For each meta-analysis the authors also analyzed the quality of the included research. The authors state that the included articles made it difficult for them to analyze some research, as the definitions of some diets varied: for example, some of the studied "low-carbohydrate diets" allowed up to 45% of total calories from carbohydrates, while other studies of "low carbohydrate diets" limited carbohydrate intake to 25% of total calories.

Similarly, a "high-protein diet" might be defined by one study as including at least 20% of total calories, while another defined a "high-protein diet" as including at least 25% of total calories.

"Vegetarian" diets had similar problems, with some "vegetarian" diets being what I would consider lacto-ovo vegetarian and others vegan. (It's difficult to evaluate evidence when the evidence isn't actually standardized.)

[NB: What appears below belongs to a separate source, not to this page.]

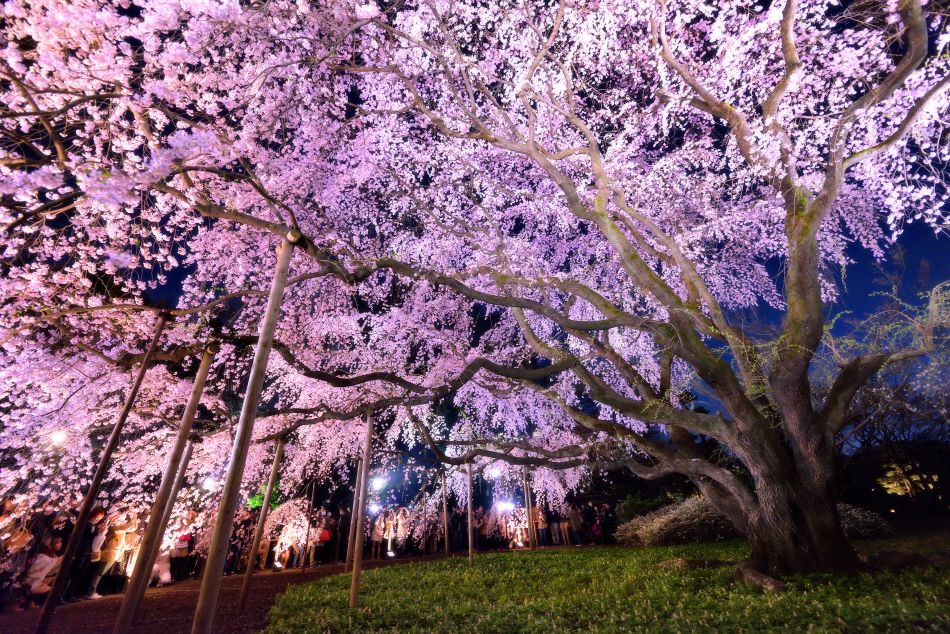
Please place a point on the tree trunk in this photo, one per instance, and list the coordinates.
(800, 533)
(791, 521)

Worse yet, most (not all) of the meta-analyses compared their focus diet with "any other dietary invervention, without specific indication" (meaning the comparison could be to literally any other way of eating, from all fast food, all the time, to bread and water).

Other research into these popular diets had serious flaws as well: Paleolithic diets, the authors note, were subject to "extensive publication bias, selective outcome reporting, and potential conflict of interests," and for high-protein diets, "the quality of published meta-analyses ... is critically low".

For all the diets included, however, "the Mediterranean diet was the only diet that demonstrated significant and beneficial effects for all the parameters analyzed [from body weight to blood pressures], without evidence of potential adverse effects."

More randomized, controlled trials and larger sample sizes were found for the Mediterranean and low-carbohydrate diets, while the number of trials and sample sizes were under 500 people for paleolithic, Nordic, and portfolio dietary patterns. The overall quality of the studies was moderate-to-high for studies including low-carbohydrate, low-fat, Mediterranean diet, Nordic diet, and low-glycemic-index/low-glycemic-load diets, and no studies with moderate or high methodological quality for high-protein diets, paleolithic diets, or DASH diets.

The authors performed detailed analyses of the quality of the evidence for the various diets' effects on loss of body weight, cholesterol scores (including HDL, LDL, total cholesterol, and triglycerides), blood pressures, and glycemic profile, finding that "only the Mediterranean diet showed significant beneficial effects... for all the parameters analyzed, without evidence of detrimental effects."

What this means for you

The current state of nutrition research is not perfect, and this article demonstrates that - although it is improving all the time. Still, this article concludes that the best research we have right now shows that a Mediterranean-style diet is more likely than other popular diet plans to help people improve cholesterol scores, blood pressures, and glycemic scores.

Granted, more and better quality research is needed on the other diets, but a Mediterranean-style diet is still one of the least restrictive healthy diet patterns.